Wednesday, August 1, 2012

Agar kau dan aku senapas




Oleh: Yohanes Manhitu

Aku bertekad menulis di bubungan awan
agar surga bisa susuri bukit dan ngarai sajakku
dengan sinar mentari pagi sebagai lenteranya.

Di sana, setiap bait sajakku yang menari-nari
dilumuri madu rimba perawan berahmat
dan diperciki wewangian padma eden
yang di matanya asing kelayuan.

Dan kemudian butir-butir kataku
‘kan kurangkai serupa kuntum melati dini
dan kukalungkan di lehermu, wahai kekasih,
yang telah serahim dengan pualam bumiku
agar kau dan aku senapas hirup udara firdaus.

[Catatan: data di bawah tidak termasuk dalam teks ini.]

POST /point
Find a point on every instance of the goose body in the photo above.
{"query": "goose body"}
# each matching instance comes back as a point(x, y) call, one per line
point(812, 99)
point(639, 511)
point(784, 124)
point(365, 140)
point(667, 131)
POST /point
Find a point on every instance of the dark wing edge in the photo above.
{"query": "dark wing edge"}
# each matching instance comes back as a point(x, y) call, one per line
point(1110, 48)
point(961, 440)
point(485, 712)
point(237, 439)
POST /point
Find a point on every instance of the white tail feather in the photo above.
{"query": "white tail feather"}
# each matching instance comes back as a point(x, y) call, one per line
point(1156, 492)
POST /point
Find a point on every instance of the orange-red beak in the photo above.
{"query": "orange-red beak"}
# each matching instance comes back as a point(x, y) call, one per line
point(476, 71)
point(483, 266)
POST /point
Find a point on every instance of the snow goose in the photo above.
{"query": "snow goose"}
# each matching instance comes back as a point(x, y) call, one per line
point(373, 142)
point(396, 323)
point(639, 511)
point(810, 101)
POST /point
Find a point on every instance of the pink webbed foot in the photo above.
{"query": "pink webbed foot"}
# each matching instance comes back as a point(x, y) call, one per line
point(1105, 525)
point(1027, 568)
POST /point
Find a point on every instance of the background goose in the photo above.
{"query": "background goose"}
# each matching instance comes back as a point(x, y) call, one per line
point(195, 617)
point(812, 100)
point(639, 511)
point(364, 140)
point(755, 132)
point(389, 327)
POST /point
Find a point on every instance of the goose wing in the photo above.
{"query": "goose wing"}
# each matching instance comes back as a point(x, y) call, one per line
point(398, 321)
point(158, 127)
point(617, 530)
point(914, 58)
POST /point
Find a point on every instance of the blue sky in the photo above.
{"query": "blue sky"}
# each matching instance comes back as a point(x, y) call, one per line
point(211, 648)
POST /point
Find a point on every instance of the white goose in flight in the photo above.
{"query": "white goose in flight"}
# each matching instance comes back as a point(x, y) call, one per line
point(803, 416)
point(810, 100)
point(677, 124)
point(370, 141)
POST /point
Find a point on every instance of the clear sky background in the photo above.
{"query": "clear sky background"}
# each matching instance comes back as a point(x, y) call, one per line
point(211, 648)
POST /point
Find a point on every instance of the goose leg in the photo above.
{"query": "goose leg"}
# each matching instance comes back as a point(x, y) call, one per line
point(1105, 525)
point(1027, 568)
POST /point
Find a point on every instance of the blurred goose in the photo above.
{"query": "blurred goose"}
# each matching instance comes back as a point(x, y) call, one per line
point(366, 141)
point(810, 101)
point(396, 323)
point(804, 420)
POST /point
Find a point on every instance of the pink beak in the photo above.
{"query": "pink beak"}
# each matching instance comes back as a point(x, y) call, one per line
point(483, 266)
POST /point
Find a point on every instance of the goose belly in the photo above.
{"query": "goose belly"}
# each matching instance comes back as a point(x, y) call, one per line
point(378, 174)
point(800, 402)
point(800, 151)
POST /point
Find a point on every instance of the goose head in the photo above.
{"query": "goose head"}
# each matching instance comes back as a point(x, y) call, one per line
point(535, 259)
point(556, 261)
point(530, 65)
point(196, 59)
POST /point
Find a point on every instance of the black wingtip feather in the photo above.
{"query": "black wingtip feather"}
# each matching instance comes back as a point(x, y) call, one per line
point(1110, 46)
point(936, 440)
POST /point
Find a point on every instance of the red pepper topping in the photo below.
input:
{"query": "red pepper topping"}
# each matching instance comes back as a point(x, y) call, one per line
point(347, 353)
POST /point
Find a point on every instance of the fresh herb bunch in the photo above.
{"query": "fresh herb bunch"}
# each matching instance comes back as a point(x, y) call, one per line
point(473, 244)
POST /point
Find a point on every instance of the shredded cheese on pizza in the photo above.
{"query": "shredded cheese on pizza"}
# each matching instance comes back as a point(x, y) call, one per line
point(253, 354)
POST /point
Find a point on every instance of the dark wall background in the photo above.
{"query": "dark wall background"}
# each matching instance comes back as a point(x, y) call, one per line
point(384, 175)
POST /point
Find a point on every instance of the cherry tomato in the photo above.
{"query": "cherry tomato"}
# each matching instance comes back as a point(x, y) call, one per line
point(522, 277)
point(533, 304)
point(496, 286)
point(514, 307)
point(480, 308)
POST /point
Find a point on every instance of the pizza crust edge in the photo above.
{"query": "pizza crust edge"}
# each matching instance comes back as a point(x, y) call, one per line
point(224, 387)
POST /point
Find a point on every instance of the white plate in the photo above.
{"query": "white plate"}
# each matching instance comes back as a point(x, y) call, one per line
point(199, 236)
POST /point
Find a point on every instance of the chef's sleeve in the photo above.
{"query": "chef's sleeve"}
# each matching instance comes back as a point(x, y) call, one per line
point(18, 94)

Pugeran Timur-Yogyakarta, 21 Agustus 2004

Nilai sehelai kehangatan



Oleh: Yohanes Manhitu

“Dingin...” bisik tubuhku yang diterpa dingin malam.
“Kubutuh kehangatan...” pinta kulitku yang menggigil.
Tapi kehangatan tak kunjung tiba hingga datang fajar.

Wahai dingin, mengapa kau siksa tubuh tak bersalah?
O kehangatan, kenapa kau enggan merangkul manja?
Mengapa pula kau biarkan malam lepas tak berbekas?

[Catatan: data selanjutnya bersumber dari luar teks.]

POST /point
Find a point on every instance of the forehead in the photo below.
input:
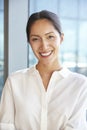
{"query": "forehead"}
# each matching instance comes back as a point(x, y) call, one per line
point(42, 25)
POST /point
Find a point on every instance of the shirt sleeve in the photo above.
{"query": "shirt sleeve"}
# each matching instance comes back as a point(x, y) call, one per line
point(7, 108)
point(78, 118)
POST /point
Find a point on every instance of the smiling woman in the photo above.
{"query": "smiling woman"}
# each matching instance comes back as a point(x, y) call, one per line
point(46, 96)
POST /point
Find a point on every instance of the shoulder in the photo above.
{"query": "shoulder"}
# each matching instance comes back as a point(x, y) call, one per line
point(79, 77)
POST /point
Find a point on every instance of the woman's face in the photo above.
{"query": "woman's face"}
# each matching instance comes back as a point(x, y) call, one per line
point(45, 41)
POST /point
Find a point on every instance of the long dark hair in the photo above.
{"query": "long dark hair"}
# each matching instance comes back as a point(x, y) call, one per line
point(44, 14)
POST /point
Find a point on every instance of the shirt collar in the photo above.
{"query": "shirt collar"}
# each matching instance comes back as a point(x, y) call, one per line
point(64, 72)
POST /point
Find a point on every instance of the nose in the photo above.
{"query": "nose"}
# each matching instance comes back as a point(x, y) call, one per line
point(44, 44)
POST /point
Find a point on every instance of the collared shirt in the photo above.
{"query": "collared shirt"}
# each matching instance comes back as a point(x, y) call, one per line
point(25, 105)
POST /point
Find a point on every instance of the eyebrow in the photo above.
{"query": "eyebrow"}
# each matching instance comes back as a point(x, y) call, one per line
point(34, 35)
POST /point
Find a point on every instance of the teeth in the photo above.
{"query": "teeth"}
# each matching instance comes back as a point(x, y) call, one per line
point(46, 54)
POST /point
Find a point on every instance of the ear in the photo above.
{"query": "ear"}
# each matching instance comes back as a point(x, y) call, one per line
point(61, 38)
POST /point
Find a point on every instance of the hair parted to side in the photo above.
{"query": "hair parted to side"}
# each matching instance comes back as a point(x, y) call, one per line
point(44, 14)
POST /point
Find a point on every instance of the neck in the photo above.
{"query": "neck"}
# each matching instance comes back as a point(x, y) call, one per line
point(48, 68)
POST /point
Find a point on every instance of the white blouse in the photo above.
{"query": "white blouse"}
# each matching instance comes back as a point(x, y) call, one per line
point(25, 105)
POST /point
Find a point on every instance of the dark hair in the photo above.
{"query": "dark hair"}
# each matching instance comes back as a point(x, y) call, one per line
point(44, 14)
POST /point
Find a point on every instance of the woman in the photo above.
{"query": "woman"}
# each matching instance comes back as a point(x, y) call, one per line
point(45, 96)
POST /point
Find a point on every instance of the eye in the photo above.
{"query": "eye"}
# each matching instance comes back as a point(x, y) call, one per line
point(35, 39)
point(51, 37)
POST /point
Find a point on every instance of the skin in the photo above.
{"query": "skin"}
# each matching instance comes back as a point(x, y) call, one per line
point(45, 42)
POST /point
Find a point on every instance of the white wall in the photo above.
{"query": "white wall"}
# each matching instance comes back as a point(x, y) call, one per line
point(17, 41)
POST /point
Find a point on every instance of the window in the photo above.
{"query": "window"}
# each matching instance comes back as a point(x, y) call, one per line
point(74, 23)
point(1, 45)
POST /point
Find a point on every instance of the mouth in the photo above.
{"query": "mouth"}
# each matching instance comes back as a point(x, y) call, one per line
point(45, 54)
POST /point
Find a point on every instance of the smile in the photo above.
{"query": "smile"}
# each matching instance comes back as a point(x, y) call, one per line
point(45, 54)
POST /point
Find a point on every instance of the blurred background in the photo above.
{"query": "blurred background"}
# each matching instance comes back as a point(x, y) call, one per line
point(15, 53)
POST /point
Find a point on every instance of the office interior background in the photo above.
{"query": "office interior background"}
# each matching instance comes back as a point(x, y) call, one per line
point(15, 52)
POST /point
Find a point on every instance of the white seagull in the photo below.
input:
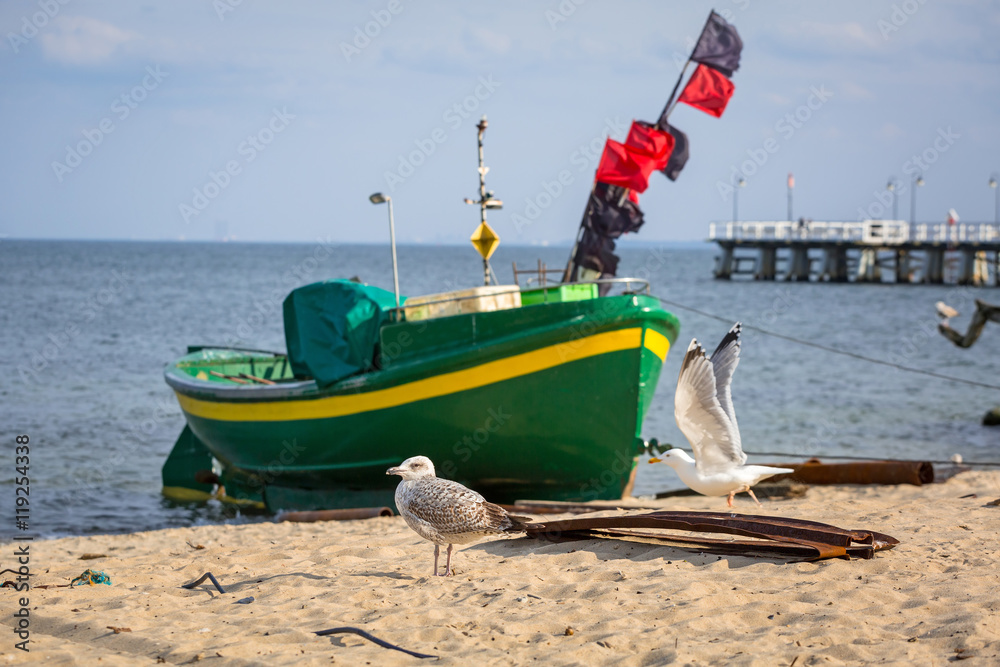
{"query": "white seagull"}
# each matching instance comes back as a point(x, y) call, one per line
point(703, 407)
point(445, 512)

“Berapa harga sekilo kehangatan di toko antidingin?”
Tanya seorang pria kesal yang tersiksa dingin malam.
“Sekilo seharga satu ton cinta,” kata seorang pelayan.

Sang pria tutup seonggok dompet tak berisikan cinta.
Lalu pergi tinggalkan toko penuh sejuta kata kecewa.
“Kenapa kehangatan sangat mahal?” gerutu sang pria.

Wahai sang kehangatan, penebus sejati di kala dingin,
Jangan pernah kau biarkan tubuh kurus ini membeku!
Liputilah ragaku tanpa berhitung dolar ataupun rupiah!